Dear President-Elect Obama,

As you are now working hard to build your new administration cabinet and team I would ask that you reflect on the fact that the hopes of millions of Americans are focused on you and your call for change in Washington D.C. The past eight years have been extremely rough on the country as a whole. We are now involved in two wars, we have watched our civil liberties erode, we have seen a government which has been mishandled and mislead, and we have now watched our value and our fortunes disappear in a puff of smoke in front of us. Many Americans have lost their retirement savings and many have lost their homes. In turn, we watch as the our government throws billions of dollars to banks who are one of the root causes of the current economic morass as well as to automobile manufacturers who have largely ignored the market conditions and refused, at every turn, to change their business models to meet the demands of the new century.

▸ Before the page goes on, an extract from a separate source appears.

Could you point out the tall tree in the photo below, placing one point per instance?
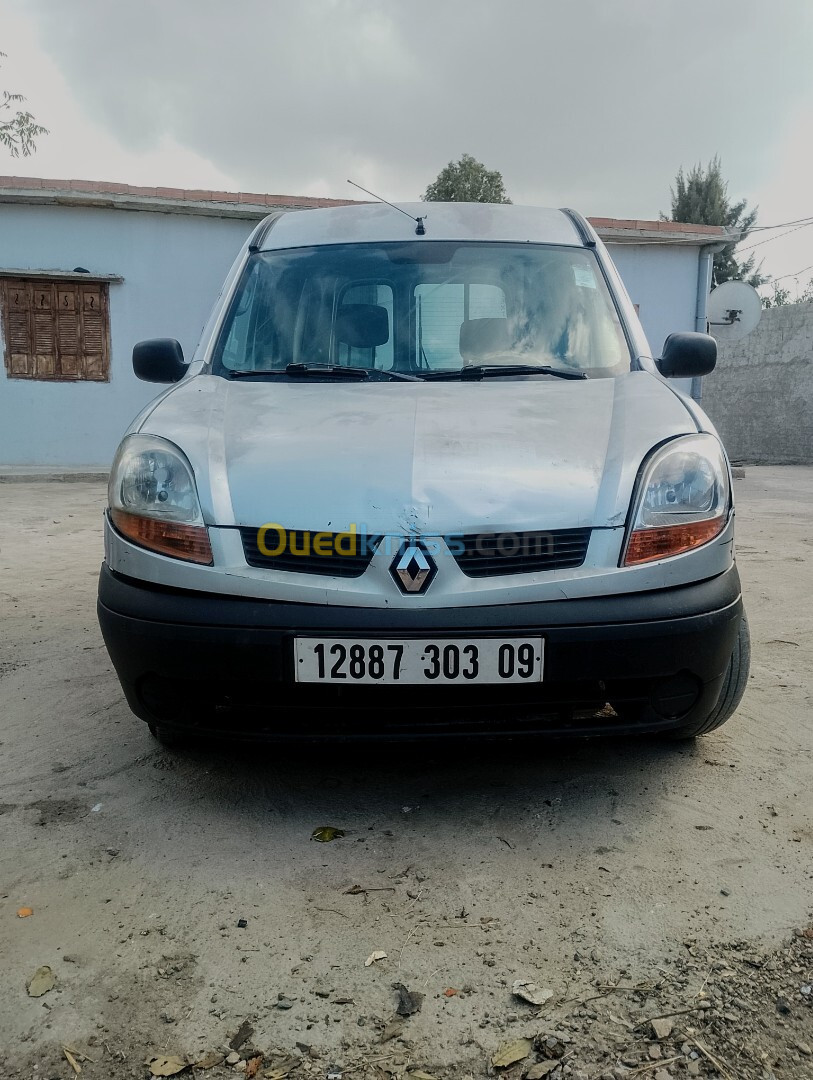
(702, 198)
(466, 180)
(18, 130)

Many Americans are facing the possibility that this will be their last Christmas or Hanukkah or Kwanzaa in their homes. The new year brings with it the reality that Wells Fargo, Fannie Mae and Countrywide will allow their holiday moratoriums on foreclosure proceedings to expire and they will move forward in foreclosing on houses. Many Americans are facing the possibility that this may be the final few weeks of work for them as their employers downsize, factories close, or businesses shutter completely due to the economic downturn now facing the country. Many Americans are wondering what will become of them, their families, and their futures.

We have witnessed how the country has been led down a path of carefree spending as though the piper need never be paid, how our leaders in the White House and in Congress have resolutely refused to acknowledge that the energy infrastructure of yesteryear is inadequate and harmful for the world of tomorrow, and how our stature in the world has diminished greatly because we have failed to lead.

The world we face today is dramatically different that that faced by President Clinton in 1993 when he entered office and by President Bush when he entered office in 2001. We need leadership now in the same way that President Roosevelt led in 1932 and 1936. We truly need a new “New Deal” — one where we, as Americans, can build a better America not just for ourselves but for our children, and for generations to come. We are not asking for handouts without being willing to roll up our sleeves and get our hands dirty. We are not asking for giveaways without a willingness to break a sweat on our brows. We are not asking for you to solve our problems without our input. We are simply asking for you to set a good example and to lead thoughtfully and responsibly.

What do we mean by a good example? Be frugal in what you do — show America that you feel her pain. Show Americans that you understand their plight. Do not be execessive in what you spend but buy what you need. Show Americans that you are saving money, that you are investing in America — in the right places — green energy projects, schools, infrastructure for the 21st century. Help us build a new economy out of the ashes of the old one so that when historians look back they will say that this was the turning point when America became a better place — a beacon, once again, for the world to see, to learn from, and to follow.